Mohammed and Ibrahima (Rahim) Diallo grew up drinking a West African ginger juice in Guinea. In West Africa, and in America, finding a consistent product proved difficult. The brothers were sure it could be done and as they hadn’t heard of anyone who had staked a claim to this product in America, they turned their idea into a business.

So they launched “Ginjan” in July 2015. The name came from the term for the juice in their dialect in Guinea. “Back home, when you want the ginger juice, you always say Ginjan, do you have Ginjan,” Mohammed said.

Ginjan is an organic West African ginger juice made with ginger, lemons, pineapple, vanilla, anise and cane sugar. The brothers now make it at a shared kitchen in Harlem. Mohammed works as a full-time financial adviser, so the juice is made overnight—from about 11 p.m. until 5 a.m.

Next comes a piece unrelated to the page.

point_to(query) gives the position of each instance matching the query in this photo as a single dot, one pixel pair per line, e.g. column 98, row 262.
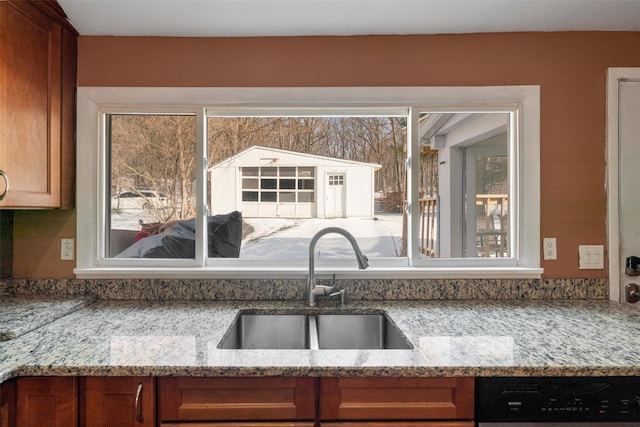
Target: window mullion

For now, they fill and cap each of the bottles—400 to 1,000 each week—by hand.

“We don’t have a filling machine yet, however, these hands are very good fillers,” Mohammed said.

Once they’ve made and bottled the juice, Mohammed leaves for work while Rahim drives about two hours to Connecticut, where the juice is processed at a facility, to ensure freshness. He waits one to two hours and then picks up the bottles and drives back to New York, where he’ll sometimes distribute them right away. This process takes place about once a week, and on the other days, they’ll continue to check on accounts and introduce their product to people through markets and tastings, for example.

Ginjan is currently sold in about 30 locations around New York City, but the brothers recently secured a distribution deal, and they hope to expand to over 300 accounts in the tri-state area by year’s end. They hope to have their own facility in the future, and supply other beverages, too.

Beyond New York City and the northeast, Mohammed and Rahim are setting their sights on distributing nationally, in Europe and in Africa, where they would like to work with local farmers to supply ingredients.

“Beyond that, it’s as far as we can go: South America, Southeast Asia, wherever there are people that want to drink ginger,” Rahim said.